LSTM (Long Short-Term Memory)

The basic architecture of the

Alternative text
class src.lib.analysis.methods.lstm.LSTM

Bases: src.lib.analysis.basic.Basic

calc_LSTM(dataframe: pandas.core.frame.DataFrame, source_column: str, sequence_length: int, prediction_length: int = 1, extend_original_data: bool = True, result_column: str = '', ratio_train: float = - 1.0, verbose: bool = False)

Calculate a prediction based on the LSTM (Long Short-Term Memory) method, which is a RNN (recurrent neural network) architecture.

The implementation is based on the following steps:

  1. Vectorize the data, since it starts as a (N,) shape, where N is the number of data points. After vectorization, it becomes of shape (N, 1).

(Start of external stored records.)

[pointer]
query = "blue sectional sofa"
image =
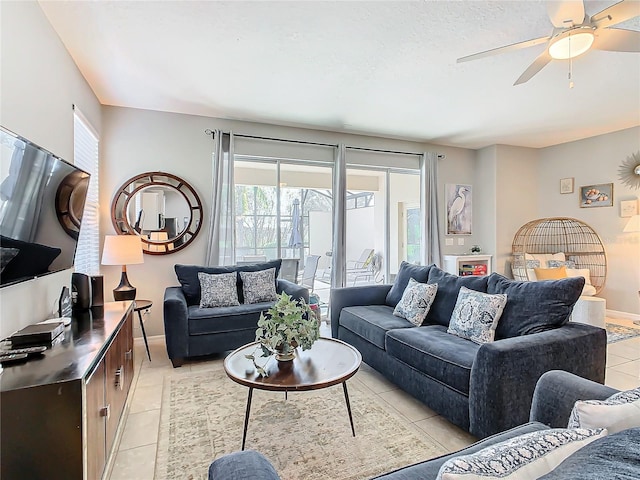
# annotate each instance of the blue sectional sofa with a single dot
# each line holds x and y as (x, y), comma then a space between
(192, 331)
(484, 389)
(614, 456)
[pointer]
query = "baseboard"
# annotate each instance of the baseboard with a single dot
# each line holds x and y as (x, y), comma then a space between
(623, 315)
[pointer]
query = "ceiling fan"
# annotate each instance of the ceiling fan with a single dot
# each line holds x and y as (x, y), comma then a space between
(574, 34)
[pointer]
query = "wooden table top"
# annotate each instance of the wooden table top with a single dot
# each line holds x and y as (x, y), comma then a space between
(328, 362)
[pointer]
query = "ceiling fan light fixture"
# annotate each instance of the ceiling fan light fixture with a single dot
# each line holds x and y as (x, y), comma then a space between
(571, 43)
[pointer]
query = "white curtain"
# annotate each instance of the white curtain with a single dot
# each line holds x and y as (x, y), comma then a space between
(220, 245)
(338, 260)
(429, 193)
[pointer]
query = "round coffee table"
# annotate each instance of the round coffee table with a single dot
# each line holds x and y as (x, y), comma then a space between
(329, 362)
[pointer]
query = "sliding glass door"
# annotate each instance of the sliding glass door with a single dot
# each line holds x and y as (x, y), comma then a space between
(383, 223)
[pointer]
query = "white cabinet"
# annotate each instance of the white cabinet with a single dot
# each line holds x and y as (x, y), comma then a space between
(464, 265)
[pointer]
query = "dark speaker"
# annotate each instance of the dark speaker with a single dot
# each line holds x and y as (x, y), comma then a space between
(81, 291)
(97, 291)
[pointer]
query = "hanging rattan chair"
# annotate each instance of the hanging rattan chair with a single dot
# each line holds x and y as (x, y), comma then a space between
(577, 240)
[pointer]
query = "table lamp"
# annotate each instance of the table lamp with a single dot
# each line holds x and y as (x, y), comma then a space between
(123, 250)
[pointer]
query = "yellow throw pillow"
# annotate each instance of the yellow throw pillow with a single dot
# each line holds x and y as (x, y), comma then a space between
(551, 273)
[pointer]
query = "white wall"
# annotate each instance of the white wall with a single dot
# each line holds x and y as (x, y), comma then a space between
(592, 161)
(40, 83)
(516, 198)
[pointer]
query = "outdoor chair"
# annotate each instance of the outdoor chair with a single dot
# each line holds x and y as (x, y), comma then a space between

  2. Normalize the data points to the range [0, 1].

  3. Splits the data into 2 blocks: learning and testing. This is done for all the data available to this points, even if not necessary for the algorithm per se. The additional data split is done for reason of plotting results.

  4. Strucutre the data for the RNN. See documentation in the create_dataset method for more details.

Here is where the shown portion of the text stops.